When Connie denies her an abortion, Arnette responds by “bash[ing] the out of [her baby]” (Morrison 250). Like Dewey Dell, Arnette associates motherhood with grief, pain, and suffering at the hands of the patriarchy. She abandons her role as a maternal figure, “revolted by the work of her womb,” and instead tries to go to college to escape, but K.D.’s grasp is too tight on her (Morrison 249). Although submission provides her safety, the emptiness of life consumes Arnette and is met with little resistance. At her wedding, Arnette reflects that her fiancé, K. D., is “all she knew about her self- which is to say everything she knew of her body was connected to him (Morrison 148)”. Arnette’s identity has been stripped away and replaced by the ideals in which the patriarchy wished to instill in their women folk.
Through characters such as Dewey Dell and Arnette, Faulkner and Morrison condemn the matriarchy at the hands of a patriarchal system.
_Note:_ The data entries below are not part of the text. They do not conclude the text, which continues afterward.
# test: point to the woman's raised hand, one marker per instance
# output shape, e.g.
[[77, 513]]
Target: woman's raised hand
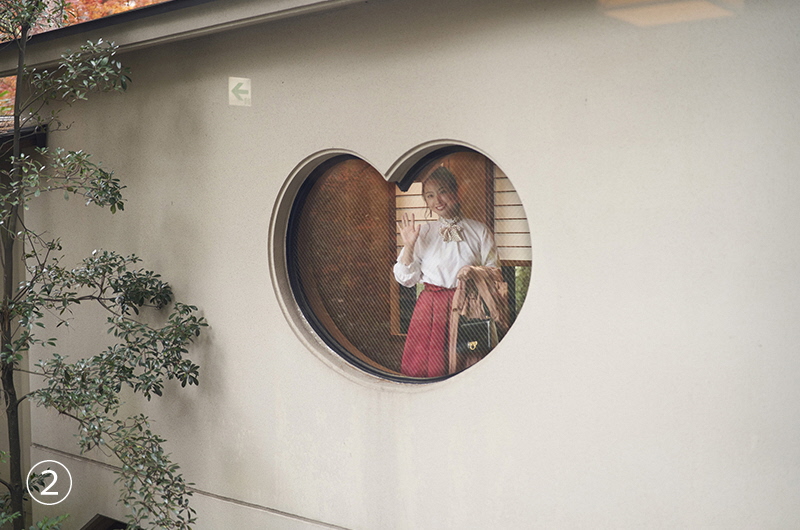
[[409, 231]]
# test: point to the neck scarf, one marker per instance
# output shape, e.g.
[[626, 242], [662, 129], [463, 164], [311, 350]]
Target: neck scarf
[[450, 230]]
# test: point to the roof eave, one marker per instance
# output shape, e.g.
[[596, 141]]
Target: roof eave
[[161, 23]]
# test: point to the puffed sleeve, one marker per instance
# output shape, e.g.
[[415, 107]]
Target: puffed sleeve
[[407, 275]]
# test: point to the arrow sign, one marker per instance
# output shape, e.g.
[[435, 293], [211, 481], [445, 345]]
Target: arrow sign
[[239, 91]]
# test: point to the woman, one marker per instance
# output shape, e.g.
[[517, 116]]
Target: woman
[[433, 253]]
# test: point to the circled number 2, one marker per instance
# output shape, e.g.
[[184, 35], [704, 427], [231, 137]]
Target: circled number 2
[[47, 491]]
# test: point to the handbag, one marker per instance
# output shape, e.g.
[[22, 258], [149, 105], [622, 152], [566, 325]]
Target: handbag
[[476, 336]]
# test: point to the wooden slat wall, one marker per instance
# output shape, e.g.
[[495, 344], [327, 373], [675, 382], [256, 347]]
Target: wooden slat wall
[[511, 232], [510, 223]]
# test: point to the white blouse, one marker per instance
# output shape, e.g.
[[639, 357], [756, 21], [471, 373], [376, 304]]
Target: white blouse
[[437, 262]]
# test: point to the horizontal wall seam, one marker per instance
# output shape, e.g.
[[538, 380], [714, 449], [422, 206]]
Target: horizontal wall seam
[[209, 494]]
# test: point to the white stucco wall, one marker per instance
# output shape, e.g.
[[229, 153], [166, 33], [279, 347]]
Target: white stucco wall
[[652, 379]]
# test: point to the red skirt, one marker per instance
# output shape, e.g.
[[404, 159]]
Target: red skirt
[[425, 352]]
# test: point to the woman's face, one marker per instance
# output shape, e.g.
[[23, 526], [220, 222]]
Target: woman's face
[[440, 198]]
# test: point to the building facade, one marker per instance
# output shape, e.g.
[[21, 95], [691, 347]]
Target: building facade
[[650, 377]]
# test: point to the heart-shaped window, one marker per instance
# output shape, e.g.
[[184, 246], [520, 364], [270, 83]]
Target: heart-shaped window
[[414, 280]]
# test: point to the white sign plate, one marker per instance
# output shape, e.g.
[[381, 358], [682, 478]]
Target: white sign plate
[[239, 91]]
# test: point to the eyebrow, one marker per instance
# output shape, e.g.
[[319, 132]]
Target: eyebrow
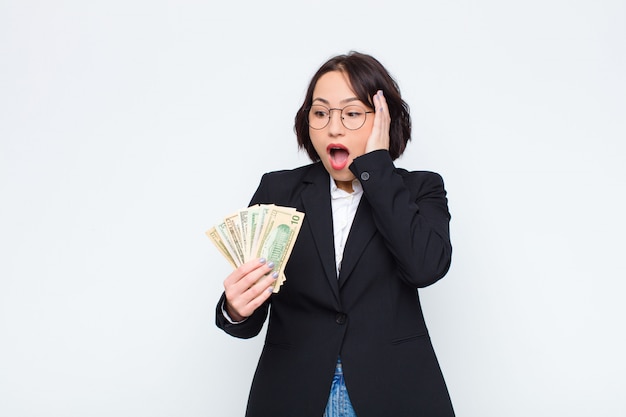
[[344, 101]]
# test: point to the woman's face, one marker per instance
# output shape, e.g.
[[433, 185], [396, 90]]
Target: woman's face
[[336, 145]]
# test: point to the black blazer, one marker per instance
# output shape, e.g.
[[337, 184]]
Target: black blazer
[[371, 314]]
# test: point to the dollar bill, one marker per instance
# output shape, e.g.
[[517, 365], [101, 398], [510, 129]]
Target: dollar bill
[[261, 231]]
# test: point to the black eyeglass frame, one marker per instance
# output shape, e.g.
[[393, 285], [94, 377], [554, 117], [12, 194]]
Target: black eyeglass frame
[[308, 112]]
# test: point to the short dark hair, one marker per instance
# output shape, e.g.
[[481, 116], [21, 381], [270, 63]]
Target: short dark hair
[[367, 75]]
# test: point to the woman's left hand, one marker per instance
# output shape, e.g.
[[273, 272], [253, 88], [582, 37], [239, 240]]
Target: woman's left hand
[[379, 138]]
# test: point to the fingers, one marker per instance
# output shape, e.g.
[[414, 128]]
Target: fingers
[[248, 287], [379, 138]]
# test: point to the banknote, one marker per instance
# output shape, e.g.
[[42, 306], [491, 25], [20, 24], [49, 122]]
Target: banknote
[[261, 231]]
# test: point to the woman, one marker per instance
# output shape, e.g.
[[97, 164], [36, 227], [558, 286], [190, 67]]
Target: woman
[[346, 334]]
Both women fail to obtain agency in maternity or even abortion, resulting in their submission to the patriarchal systems in which they are indentured to. Morrison constructs a patriarchal system that demonstrates its flaws, promoting womanist ideals as Faulkner seems to construct his system in an attempt to say that women will always be subject to the patriarchy. Within the patriarchal systems of As I Lay Dying and Paradise, abortion can either become an escape or a condemnation to the system in which strips them of their agency and identity.
Cited Faulkner, William. As I Lay Dying. Vintage International, 2005. Morrison, Toni. Paradise. Vintage International, 2014.